Thursday, February 10, 2011

Whatever this is....

So today I would like to talk about how difficult it is to be in a different country and the dilemmas that I'm facing.
Before I start "ranting" I would just like to point out that I'm having an overall great time. Its just hard sometimes because I feel like a new environment is forcing me to change who I am and what I'm comfortable with.  But I'll try to be as accurate as I can with as little bias since these are somewhat sensitive issues.  

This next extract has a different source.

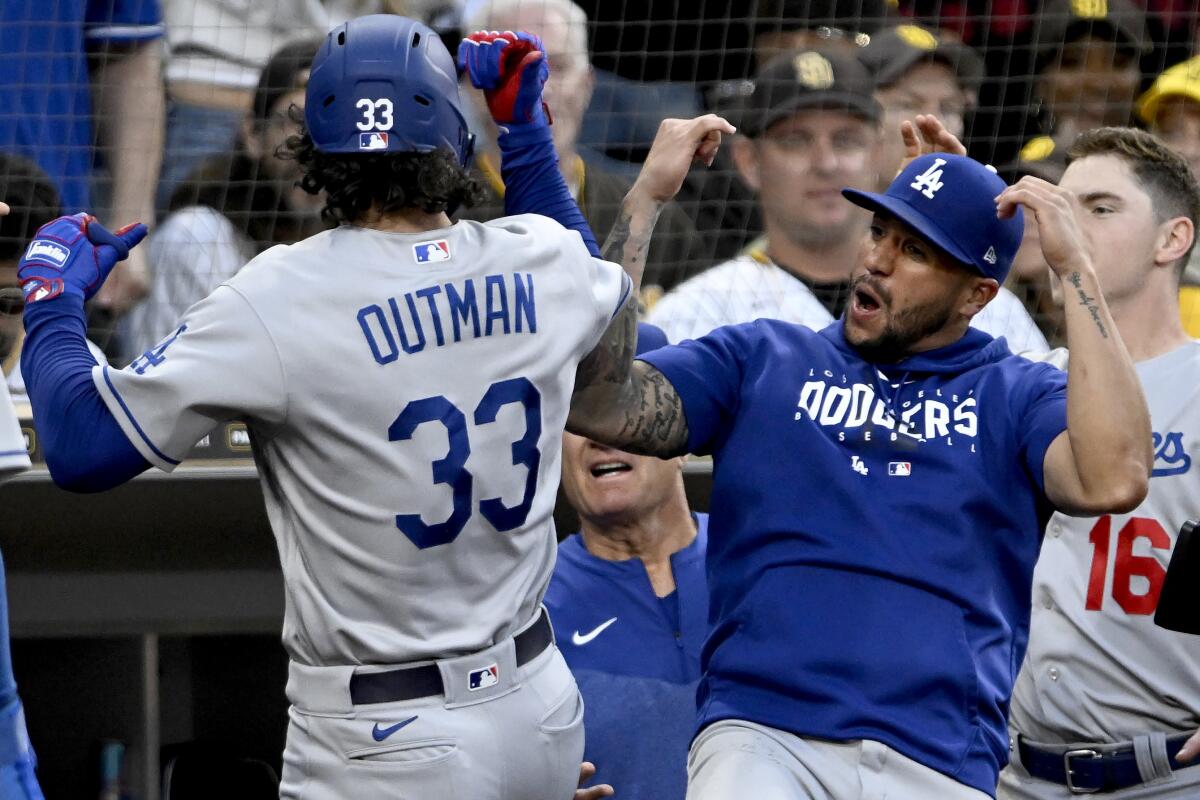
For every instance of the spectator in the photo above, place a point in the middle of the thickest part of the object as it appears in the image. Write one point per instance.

First, I find it extremely frustrating when I start to talk to someone in Spanish and they reply to me in English, even though I know that I look American. A friend and I were talking about this recently and he brought up a good point: in the US, if I saw a person who looked Mexican, Chinese or Indian I wouldn't go up to him and say "Hi" in his language because, for all I know, he could be American and just his ancestors were not born in the US.  So, I try asking ppl to speak Spanish with me, which leads to asking them to slow down. Because once I ask them to speak Spanish, they start speaking much faster, running their words together. 

Secondly, I find that I'm being asked, and asking myself to be more outgoing, which is quite difficult.  Now for those who know me at Quaker events, you know that I'm quite the extrovert there.  At other events, I'm not someone who introduces myself to everyone. Sometimes I prefer to sit down and relax by myself or be somewhat anti-social when I'm with a big group of people who I don't know.  Its feels really weird to be putting myself out there so much. ( yes I am related to my my Dad, the introvert but I'm also related to my Mom, the extrovert).   So its been rather difficult to keep pushing myself to go up to random people and start conversations to improve my Spanish cause that's just not my natural style. 

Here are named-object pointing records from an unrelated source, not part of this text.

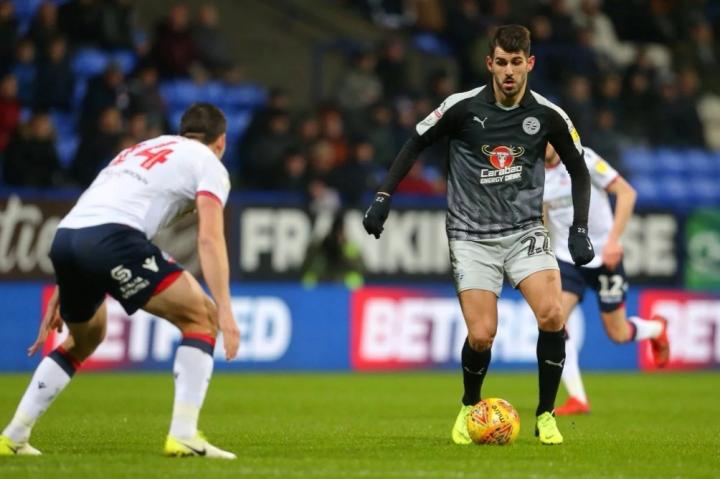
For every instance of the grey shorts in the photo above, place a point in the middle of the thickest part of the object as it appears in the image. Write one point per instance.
(480, 264)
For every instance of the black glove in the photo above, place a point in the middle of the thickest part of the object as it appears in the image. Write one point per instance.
(579, 245)
(376, 214)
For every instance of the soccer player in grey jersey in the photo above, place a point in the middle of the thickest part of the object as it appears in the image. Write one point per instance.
(497, 136)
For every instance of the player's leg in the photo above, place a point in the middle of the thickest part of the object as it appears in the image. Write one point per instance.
(477, 270)
(51, 377)
(577, 402)
(186, 305)
(574, 284)
(611, 287)
(542, 292)
(479, 309)
(621, 329)
(531, 267)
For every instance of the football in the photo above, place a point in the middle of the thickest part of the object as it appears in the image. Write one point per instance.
(493, 421)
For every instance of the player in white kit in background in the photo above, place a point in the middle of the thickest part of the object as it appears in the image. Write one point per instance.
(604, 274)
(103, 247)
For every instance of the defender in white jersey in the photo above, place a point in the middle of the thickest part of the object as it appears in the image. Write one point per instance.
(604, 274)
(103, 247)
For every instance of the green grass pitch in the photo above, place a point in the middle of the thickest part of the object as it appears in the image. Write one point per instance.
(370, 426)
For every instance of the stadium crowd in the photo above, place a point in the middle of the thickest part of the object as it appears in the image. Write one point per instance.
(627, 73)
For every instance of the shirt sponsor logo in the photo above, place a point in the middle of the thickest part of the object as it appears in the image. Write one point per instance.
(531, 125)
(502, 159)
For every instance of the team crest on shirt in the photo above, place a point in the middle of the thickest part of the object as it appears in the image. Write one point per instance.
(501, 158)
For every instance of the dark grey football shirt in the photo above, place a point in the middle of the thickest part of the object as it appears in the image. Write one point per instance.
(496, 159)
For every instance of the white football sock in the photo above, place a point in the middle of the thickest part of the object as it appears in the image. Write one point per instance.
(46, 384)
(571, 373)
(192, 370)
(646, 328)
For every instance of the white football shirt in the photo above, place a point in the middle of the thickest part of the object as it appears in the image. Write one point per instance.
(558, 201)
(148, 185)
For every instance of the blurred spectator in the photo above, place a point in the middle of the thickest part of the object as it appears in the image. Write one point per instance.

Finally about understanding Spanish, I don't think many people know how difficult it is to listen to a new language when you don't understand all of it.  I'm forced to pay attention the entire time and not zone out like I do in classes.  It's easy for me in English to just miss a part and then jump right back into whatever was said and understand the whole conversation.  Well this is virtually impossible in Spanish because the second I loose the conversation its hard to jump back in. I think it will work itself out, eventually.  I know that I space out semi-often and I have trouble hearing what ppl are saying to me. Sometimes I just plain don't hear what they said (maybe its cause I'm a drummer idk -insert drummer joke-).   But here its different because when I don't hear them at first or I missed what they said (cause I zoned out ) I get the feeling that they just think, "Oh he's an American who doesn't speak Spanish very well." Honestly, that is the most frustrating part. I feel misunderstood even when I'm making the effort to learn. Then, when I do speak Spanish, they don't always understand me, partly because of
my accent and partly because I don't know the right words.

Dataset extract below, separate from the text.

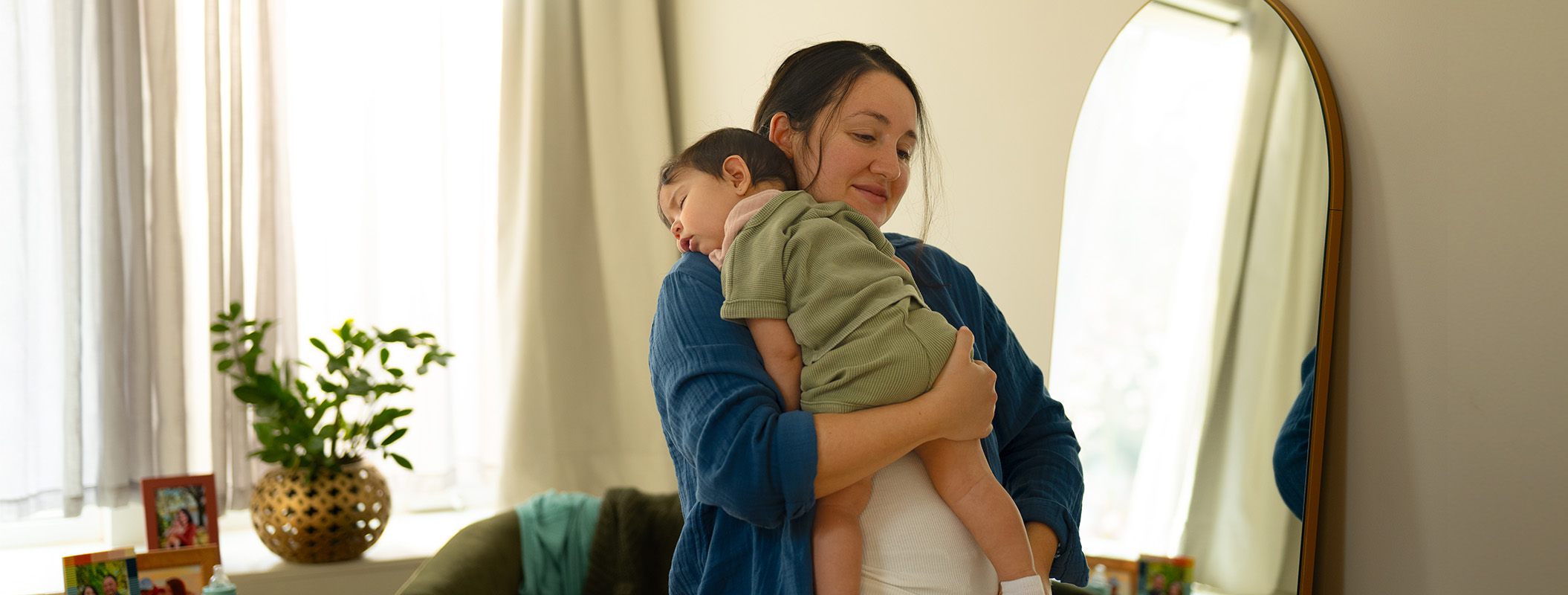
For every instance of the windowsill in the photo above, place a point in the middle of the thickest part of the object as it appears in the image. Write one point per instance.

 And God forbid I would ever be tired and not want to talk in a foreign language all day. You know, it can be really exhausting. So, just be prepared to need to"escape" into your own language when you first try to live in a foreign culture.

1 comment:

  1. Hi Nate - I remember this same feeling when I was an exchange student for a year in Colombia (right after I graduated from high school). I remember a friend of mine would laugh at me because I was always asking, Que que? I would get the first half of the sentence, and miss the part after "Yo creo que..." You're right that it will get better. And it's normal that it is exhausting. And I think it's funny that one of my best friends in Colombia was also a Danish exchange student. They must go everywhere.

    Enjoy your time - and keep up the blog!